Genetic analysis among patients with dilated cardiomyopathy (DCM) is becoming an important part of clinical assessment, as it is in hypertrophic cardiomyopathy (HCM). The genetics of DCM is complex and therefore next-generation sequencing strategies are essential when providing genetic diagnostics. To achieve maximum yield, the diagnostic approach should include comprehensive clinical phenotyping combined with high-quality, high-coverage deep sequencing of DCM-associated genes and clinical variant classification as a basis for defining true yield in genetic testing. Our study has combined a novel sequencing strategy and clinical interpretation to analyse the yield and genotype–phenotype correlations among well-phenotyped Finnish DCM patients.
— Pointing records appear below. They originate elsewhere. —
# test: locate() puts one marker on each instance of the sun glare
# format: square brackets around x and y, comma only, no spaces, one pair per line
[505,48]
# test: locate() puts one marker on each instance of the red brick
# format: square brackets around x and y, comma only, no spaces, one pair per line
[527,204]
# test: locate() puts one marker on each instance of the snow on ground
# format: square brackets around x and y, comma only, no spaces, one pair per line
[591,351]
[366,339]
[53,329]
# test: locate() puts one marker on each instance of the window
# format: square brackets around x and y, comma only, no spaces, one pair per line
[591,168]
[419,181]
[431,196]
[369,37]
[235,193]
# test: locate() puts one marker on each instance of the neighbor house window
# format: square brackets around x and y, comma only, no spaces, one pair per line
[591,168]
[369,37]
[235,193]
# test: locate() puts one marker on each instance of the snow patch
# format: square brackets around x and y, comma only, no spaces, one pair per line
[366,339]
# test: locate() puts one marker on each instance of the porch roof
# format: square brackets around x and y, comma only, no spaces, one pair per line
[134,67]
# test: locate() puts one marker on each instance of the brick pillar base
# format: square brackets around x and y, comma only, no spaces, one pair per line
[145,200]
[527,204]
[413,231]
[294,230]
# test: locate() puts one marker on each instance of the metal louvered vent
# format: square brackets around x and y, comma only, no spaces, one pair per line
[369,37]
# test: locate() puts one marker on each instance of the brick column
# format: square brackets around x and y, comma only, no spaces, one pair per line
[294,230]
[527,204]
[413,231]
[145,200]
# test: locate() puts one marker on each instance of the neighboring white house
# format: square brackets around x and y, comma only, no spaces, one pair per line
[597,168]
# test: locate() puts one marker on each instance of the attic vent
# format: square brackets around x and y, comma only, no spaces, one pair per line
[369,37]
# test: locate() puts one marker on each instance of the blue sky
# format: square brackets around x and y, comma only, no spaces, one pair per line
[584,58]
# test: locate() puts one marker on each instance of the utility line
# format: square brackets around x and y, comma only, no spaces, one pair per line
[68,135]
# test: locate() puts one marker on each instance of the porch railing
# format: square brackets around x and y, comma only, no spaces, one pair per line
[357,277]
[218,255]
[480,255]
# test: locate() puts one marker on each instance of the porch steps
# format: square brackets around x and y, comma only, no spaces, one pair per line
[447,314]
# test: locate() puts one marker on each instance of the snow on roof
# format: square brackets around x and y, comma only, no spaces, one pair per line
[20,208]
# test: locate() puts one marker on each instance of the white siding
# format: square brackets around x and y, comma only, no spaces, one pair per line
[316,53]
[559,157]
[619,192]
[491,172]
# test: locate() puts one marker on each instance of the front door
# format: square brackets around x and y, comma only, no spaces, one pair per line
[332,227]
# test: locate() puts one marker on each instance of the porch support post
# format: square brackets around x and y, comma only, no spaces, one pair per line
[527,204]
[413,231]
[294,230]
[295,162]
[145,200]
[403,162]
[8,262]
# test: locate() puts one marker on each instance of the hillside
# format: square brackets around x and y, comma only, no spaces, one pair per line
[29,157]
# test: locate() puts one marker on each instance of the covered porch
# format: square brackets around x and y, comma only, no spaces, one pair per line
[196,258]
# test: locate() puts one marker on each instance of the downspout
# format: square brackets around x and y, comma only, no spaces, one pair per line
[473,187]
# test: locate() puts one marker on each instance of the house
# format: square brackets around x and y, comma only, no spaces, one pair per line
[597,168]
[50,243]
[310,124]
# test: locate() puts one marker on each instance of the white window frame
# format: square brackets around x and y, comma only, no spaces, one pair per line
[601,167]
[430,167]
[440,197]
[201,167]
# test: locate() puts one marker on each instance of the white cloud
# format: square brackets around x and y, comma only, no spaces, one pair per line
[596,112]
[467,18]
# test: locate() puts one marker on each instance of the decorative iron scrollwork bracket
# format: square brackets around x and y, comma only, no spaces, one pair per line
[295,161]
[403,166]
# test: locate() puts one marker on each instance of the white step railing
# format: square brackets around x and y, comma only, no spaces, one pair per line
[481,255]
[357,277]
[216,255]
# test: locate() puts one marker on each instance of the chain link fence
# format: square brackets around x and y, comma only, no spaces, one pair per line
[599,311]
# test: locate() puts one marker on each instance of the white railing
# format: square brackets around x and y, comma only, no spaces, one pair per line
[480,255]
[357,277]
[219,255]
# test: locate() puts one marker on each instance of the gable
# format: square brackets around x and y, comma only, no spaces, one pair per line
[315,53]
Despite our increased understanding of the genetic basis of dilated cardiomyopathy (DCM), the clinical utility and yield of clinically meaningful findings of comprehensive next-generation sequencing (NGS)-based genetic diagnostics in DCM has been poorly described. We utilized a high-quality oligonucleotide-selective sequencing (OS-Seq)-based targeted sequencing panel to investigate the genetic landscape of DCM in Finnish population and to evaluate the utility of OS-Seq technology as a novel comprehensive diagnostic tool.
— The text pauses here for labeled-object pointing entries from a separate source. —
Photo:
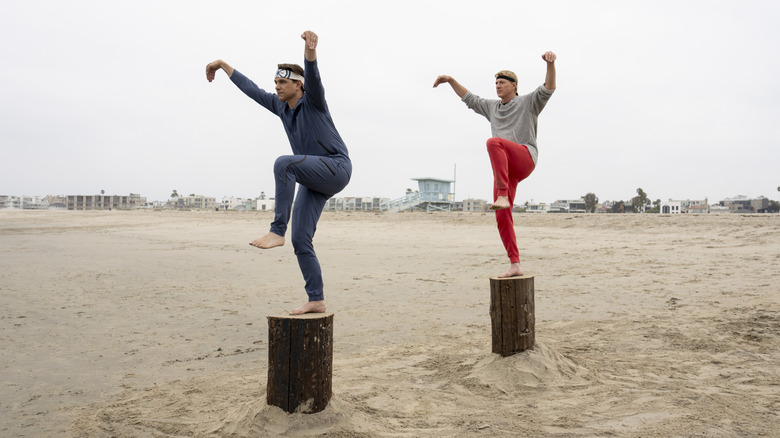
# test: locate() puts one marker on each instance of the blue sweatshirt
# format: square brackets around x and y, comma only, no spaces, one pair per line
[309,127]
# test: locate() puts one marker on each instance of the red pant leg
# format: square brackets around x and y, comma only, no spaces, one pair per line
[511,164]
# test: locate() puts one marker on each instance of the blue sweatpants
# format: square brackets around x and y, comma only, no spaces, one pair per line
[319,178]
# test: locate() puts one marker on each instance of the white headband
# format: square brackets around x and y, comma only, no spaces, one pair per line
[288,74]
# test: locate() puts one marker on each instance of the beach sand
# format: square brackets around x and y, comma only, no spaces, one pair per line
[153,324]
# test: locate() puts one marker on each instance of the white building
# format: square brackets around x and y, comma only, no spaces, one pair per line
[265,204]
[687,206]
[537,207]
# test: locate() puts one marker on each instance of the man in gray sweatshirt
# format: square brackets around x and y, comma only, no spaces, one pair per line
[512,148]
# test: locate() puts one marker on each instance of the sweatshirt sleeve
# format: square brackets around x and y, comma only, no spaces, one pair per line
[477,104]
[540,96]
[268,100]
[312,82]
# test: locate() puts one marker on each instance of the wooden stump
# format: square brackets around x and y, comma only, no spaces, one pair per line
[512,314]
[300,361]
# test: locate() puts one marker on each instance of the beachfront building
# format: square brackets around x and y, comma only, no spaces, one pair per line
[472,204]
[671,207]
[57,202]
[34,203]
[743,204]
[537,207]
[101,202]
[196,202]
[687,206]
[265,204]
[365,203]
[568,206]
[432,194]
[7,201]
[239,204]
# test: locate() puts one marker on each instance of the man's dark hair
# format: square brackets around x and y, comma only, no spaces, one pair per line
[295,68]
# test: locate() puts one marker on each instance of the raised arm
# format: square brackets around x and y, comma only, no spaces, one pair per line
[212,68]
[310,48]
[549,79]
[459,89]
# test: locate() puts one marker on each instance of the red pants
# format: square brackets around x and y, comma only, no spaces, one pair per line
[511,164]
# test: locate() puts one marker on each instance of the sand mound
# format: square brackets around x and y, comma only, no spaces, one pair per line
[541,366]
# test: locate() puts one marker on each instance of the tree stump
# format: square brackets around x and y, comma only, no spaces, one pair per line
[300,361]
[512,314]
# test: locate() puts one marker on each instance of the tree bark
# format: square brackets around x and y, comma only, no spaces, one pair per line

Using OS-Seq, we targeted and sequenced the coding regions and splice junctions of 101 genes associated with cardiomyopathies in 145 unrelated Finnish patients with DCM. We developed effective bioinformatic variant filtering strategy and implemented strict variant classification scheme to reveal diagnostic yield and genotype–phenotype correlations. Implemented OS-Seq technology provided high coverage of the target region (median coverage 410× and 99.42% of the nucleotides were sequenced at least 15× read depth). Diagnostic yield was 35.2% (familial 47.6% and sporadic 25.6%, P = 0.004) when both pathogenic and likely pathogenic variants are considered as disease causing. Of these, 20 (53%) were titin ( TTN) truncations (non-sense and frameshift) affecting all TTN transcripts. TTN truncations accounted for 20.6% and 14.6% of the familial and sporadic DCM cases, respectively.